Wie beseft, dat in een groot deel van de wereldkerk het paasfeest het belangrijkste feest is, kan zich daarbij wel iets voorstellen. Wij zijn gewend om de concentratie te leggen bij het kerstfeest. Dat moeten we ook zo houden vind ik. Maar meer aandacht voor de gang van Jezus naar Jeruzalem, voor zijn lijden, dood en opstanding, zou goed zijn. Per slot van rekening begint alles wel bij Kerst, maar vormen de gebeurtenissen rond Pasen in zekere zin de kroon op zijn werk.

Hoe bezinnend leven wij, op weg naar dit grote, ingrijpende en veelbetekenende gebeuren?
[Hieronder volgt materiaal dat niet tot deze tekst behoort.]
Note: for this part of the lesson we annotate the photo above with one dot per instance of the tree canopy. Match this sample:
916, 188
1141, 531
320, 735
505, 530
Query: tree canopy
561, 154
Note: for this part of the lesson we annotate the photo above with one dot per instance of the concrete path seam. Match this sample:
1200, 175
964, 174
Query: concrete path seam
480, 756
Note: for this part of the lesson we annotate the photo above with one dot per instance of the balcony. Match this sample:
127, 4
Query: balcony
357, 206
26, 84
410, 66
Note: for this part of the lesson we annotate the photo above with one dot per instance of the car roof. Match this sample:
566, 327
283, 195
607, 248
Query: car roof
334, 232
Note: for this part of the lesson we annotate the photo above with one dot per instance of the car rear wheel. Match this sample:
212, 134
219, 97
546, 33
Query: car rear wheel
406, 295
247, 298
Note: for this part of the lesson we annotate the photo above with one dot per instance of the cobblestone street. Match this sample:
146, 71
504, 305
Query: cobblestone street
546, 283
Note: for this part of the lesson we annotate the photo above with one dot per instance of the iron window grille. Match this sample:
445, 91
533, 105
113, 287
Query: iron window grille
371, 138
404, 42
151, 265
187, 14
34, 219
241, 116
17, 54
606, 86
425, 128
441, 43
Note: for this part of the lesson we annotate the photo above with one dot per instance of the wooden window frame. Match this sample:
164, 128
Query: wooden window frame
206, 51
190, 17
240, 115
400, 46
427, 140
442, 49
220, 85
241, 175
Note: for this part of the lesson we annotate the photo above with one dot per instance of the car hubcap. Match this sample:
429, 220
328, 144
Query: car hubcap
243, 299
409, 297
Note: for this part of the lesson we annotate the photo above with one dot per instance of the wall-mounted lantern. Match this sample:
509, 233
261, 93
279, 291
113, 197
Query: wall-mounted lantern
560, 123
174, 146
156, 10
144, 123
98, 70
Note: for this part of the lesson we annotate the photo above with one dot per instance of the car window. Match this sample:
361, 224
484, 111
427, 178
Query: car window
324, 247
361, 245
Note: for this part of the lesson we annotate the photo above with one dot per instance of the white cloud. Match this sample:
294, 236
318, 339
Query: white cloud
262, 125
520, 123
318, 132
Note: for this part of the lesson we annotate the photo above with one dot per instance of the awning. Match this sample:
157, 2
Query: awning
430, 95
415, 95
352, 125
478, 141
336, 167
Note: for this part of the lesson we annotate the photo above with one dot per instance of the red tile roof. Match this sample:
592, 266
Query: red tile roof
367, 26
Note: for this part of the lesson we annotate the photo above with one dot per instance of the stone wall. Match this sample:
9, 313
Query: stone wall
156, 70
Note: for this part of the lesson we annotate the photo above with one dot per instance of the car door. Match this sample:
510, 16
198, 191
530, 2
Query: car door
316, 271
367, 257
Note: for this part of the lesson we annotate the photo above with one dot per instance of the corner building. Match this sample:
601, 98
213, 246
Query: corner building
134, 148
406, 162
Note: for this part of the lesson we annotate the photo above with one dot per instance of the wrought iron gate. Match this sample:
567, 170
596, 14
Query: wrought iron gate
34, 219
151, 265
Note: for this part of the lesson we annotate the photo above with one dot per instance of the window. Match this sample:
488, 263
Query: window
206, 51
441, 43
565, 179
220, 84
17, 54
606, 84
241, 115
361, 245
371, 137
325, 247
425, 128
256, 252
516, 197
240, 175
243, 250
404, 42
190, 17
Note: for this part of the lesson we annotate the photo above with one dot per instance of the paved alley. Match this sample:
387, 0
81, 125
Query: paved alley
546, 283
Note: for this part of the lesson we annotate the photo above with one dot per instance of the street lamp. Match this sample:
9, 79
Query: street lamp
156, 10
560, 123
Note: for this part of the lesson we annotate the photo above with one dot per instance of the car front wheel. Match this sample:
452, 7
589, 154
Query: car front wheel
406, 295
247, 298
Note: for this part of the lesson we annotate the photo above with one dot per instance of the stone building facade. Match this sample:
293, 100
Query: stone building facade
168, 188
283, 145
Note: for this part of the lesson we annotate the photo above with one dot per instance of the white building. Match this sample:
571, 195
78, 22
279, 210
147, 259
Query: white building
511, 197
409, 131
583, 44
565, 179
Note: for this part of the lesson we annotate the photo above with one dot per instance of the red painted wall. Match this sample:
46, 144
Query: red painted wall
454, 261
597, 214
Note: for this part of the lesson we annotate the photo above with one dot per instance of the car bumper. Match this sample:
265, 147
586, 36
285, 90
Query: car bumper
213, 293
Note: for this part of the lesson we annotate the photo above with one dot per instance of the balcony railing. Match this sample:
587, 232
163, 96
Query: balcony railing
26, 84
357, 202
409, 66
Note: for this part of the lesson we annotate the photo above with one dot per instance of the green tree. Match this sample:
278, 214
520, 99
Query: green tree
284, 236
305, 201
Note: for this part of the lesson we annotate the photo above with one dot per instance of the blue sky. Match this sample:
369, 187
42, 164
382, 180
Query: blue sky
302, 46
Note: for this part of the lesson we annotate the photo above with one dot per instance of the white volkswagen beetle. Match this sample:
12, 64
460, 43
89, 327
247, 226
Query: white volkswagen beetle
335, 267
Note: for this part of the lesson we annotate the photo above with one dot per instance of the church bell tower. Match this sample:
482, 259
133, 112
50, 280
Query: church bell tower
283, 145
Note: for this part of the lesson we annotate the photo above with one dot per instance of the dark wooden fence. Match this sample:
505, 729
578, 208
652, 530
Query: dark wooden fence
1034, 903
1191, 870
Wij ontdekken meer en meer, dat we rituelen nodig hebben om ons leven en geloven vorm en inhoud te geven. De Rooms-katholieke traditie en het Jodendom reiken heel wat mogelijkheden aan wat dat betreft. Rituelen kunnen uitgehold raken en verstarren, maar ze kunnen zeker ook helpen om te verstaan waar we mee bezig zijn.

Wat zouden wij kunnen doen, om vormen te vinden waardoor we bewuster op weg gaan naar Pasen? Op zaterdagavond bijvoorbeeld, na de maaltijd, een kaars aansteken en stap voor stap met de woorden van het Johannesevangelie de weg van Jezus volgen? Er moet heel wat mogelijk zijn.